Village of Dreams is a cross-platform documentary project comprised of a one hour film on TVO (Little India: Village of Dreams) that premiered on July 1st/Canada Day; a 70 min. festival film; a website www.villageofdreams.ca which includes over twenty web portraits to complement the film, a photo and non-fiction story contest entitled “What’s Your Bazaar Memory?” and a robust social media campaign.
Neelam Silk sells spectacular Sri Lankan silks amongst a rich array of other shawls and sarees. photo © Jared Miller for Village of Dreams Productions Inc.
I wanted our project to paint a wider canvas of the Bazaar than what could fit into a one hour character-driven film, which is why we created (and are still working on) a series of web portraits. Each portrait focuses on a different business owner in Little India and reflects upon topics such as their origins, religion, culture, hopes and dreams as well as festivals, holidays and the history of the Bazaar.
We also ran a photo and non-fiction story telling contest called “What’s Your Bazaar Memory?” This is the ‘social’ arm of our cross platform documentary project, an exercise in gathering UGC (user generated content) and in gathering and archiving history. The City of Toronto Archives and the Gerrard/Ashdale Library partnered with us in this venture and along with TVO, selected the nominees and winners. Little India exploded onto the scene in 1974 and has continued to transform over the forty plus years of its existence. These days the talk is of gentrification. As a filmmaker I realized that there was very little film and photography available of Little India in its heyday and the contest was an effort to see if we could uncover some nuggets of history from the community. The winners will be announced at the 2017 Festival of South Asia on July 22/17.
Promotional postcard from the "What's Your Bazaar Memory?" project
The City of Toronto Archives have been great supporters of this initiative and we are discussing ways to create a beautiful legacy for the “What’s Your Bazaar Memory Contest?
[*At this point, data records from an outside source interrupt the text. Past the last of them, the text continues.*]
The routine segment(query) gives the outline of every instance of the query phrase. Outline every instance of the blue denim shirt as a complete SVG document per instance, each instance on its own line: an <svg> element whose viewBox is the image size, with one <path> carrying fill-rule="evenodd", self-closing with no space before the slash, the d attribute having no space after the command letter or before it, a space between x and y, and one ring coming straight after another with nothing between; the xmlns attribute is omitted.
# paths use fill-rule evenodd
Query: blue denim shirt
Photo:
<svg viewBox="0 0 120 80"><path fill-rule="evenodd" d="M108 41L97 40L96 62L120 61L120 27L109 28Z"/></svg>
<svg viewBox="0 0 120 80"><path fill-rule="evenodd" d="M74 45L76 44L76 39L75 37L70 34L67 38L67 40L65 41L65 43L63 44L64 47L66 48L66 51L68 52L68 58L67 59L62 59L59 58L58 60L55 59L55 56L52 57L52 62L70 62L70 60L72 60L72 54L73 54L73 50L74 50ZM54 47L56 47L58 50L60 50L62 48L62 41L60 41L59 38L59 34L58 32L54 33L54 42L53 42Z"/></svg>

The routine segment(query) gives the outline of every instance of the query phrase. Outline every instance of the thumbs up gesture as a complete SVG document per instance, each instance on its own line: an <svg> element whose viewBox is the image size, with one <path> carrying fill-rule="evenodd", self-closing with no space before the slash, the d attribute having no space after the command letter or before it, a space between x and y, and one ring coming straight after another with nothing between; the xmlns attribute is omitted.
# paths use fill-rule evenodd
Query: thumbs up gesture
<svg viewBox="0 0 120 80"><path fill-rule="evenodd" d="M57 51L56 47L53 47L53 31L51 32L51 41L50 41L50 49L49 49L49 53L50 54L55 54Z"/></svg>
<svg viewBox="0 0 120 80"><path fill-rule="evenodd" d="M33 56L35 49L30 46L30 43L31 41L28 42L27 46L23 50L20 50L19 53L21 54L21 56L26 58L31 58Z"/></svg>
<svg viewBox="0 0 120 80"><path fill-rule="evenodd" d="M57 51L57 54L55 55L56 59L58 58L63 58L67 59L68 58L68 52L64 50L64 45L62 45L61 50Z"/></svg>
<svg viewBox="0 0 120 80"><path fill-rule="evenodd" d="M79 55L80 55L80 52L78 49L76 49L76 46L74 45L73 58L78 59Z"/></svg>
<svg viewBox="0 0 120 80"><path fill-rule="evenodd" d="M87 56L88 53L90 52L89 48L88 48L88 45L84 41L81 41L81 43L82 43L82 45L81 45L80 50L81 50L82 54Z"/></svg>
Over the summer I’ll be blogging about other people in the Bazaar, to add yet another layer of content and to cast the net a little wider. Now I love walking down the street of my neighbourhood, knowing the faces and stories of so many of the business owners there. I’ve made many new friends. The project was very fulfilling as it allowed me to reconnect with my Indian roots and to become a part of a complex, culturally rich and dynamic community while I pursued my art.
At the City of Toronto Archives. Top 2 images - the massive vaults that archive Toronto's history. Bottom left - Michele Dale, Supervisor, Collection Management and Standards,City of Toronto Archives and Nina Beveridge. Bottom right - the City of Toronto Archives New Community Exhibit Wall.